I came home to the apartment, tired and weary. I could hear the shower running in the small apartment. Anything that happened in that tiny living space could be heard on the opposite end. I could hear the water turn off. I had no idea how long Patrick had been in the shower for, but when the door flung open it became apparent that he had been in there for an extended duration. The steam that rolled out of the small bathroom slowly filled one room, then the next, and then the next. The light had been off in the room between us, but the bathroom light was on creating an eerie glow. Patrick emerged from the steam with the bathroom light to his back. He was clutching a towel to cover his genitals, but that was all that was covered. He was screeching his best impression of what an opera singer would sound like. Some wild animals micturate to mark their territory. Others will physically designate an area as belonging to them by scraping trees or by building walls or dams. Patrick, this cosmic weirdo, was letting me know that I had entered his realm by frightening my core. I stood my ground for three more years.

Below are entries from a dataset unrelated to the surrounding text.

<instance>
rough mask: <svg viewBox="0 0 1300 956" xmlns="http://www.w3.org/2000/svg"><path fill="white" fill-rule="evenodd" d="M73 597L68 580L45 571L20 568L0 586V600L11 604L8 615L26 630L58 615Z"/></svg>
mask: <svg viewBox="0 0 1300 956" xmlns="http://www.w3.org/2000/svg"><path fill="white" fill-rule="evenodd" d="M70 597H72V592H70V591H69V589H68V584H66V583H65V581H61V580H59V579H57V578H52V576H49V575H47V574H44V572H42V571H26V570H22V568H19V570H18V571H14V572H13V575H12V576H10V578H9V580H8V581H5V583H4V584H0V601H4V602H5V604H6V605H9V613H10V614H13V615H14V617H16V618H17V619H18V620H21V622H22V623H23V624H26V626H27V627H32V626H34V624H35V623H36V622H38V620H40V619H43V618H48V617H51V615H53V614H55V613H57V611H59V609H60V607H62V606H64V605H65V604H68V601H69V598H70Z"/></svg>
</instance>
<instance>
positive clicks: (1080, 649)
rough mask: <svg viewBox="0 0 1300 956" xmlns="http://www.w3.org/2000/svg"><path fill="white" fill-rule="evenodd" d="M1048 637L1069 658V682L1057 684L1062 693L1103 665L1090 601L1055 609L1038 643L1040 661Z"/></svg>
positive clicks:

One night I was driving him home and he freestyle rapped for the entirety of a jazz song I had playing in my car. It was a rabid rhyme, and though I'll never remember his words, I'll never forget the experience. One time I caught him talking with a French accent. Had Patrick to this point ever shown an ability to rap? (no) Does Patrick speak French? (no) And then there was the time I walked into the bathroom and all but Patrick's body hair had washed down the shower drain. No other remnant of Patrick was in our home other than his body hair which was nested in the tub, staring back at me. Patrick has escaped reality, and he had forgotten to take his body hair with him.

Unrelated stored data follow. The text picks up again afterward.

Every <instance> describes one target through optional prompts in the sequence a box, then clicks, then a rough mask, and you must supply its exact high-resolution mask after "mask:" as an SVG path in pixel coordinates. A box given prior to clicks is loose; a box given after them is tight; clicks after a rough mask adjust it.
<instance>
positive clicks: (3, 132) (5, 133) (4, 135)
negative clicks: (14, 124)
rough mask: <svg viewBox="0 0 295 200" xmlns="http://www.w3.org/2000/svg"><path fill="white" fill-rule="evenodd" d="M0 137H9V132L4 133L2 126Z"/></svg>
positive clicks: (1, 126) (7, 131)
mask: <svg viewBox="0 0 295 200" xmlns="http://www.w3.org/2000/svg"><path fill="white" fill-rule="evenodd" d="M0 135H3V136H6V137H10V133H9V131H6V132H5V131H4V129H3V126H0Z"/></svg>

It was also brought to my attention that Patrick recently tried to warp some of our friends' psyches by torturing them drunkenly as they tried to sleep. He knotted a pillow ribbon around his head to reveal his buttoned-third eye and he slapped them and howled late into the night, preventing his companions from sleeping. Surely his only intention was to buckle their psyches and force them into a well of insanity similar to his own.

There are numerous stories of "Big Pat" sightings. Some have witnessed him scrambling through Prestonia in only his underpants. When we lived together, I noticed him sneaking up on people while donned in black tights, a cape, and a lucha libre mask on more than one occasion. Like the mythical Louisville chupacabra, reports have surfaced of Patrick-like creatures roaming Bardstown Road some nights.
I don't know much about those agents that cause paranoia or inexplicable fear. Can anybody put their finger on what makes something (or someone, for that matter) irrational? Can anyone determine where a derangement originates? Is there an epicenter for hysterics? Simply asking the question is as maddening as trying to answer it. But if a mania had a start point, if ever there was an agitator that facilitated such lunacy, it is Patty B.

The notion, then, is to resolve if Patrick is responsible for these distortions, does he create the perception of distortions in one's mind, or does he simply attract these "wrinkles" and distortions, riding them out to their improper conclusions? I doubt anyone will ever find the truth. I can only credit my sustained exposure to Patrick's erraticism, else I might never see the blurs between the lines. I hope for your sake that you can distinguish those glitches, too.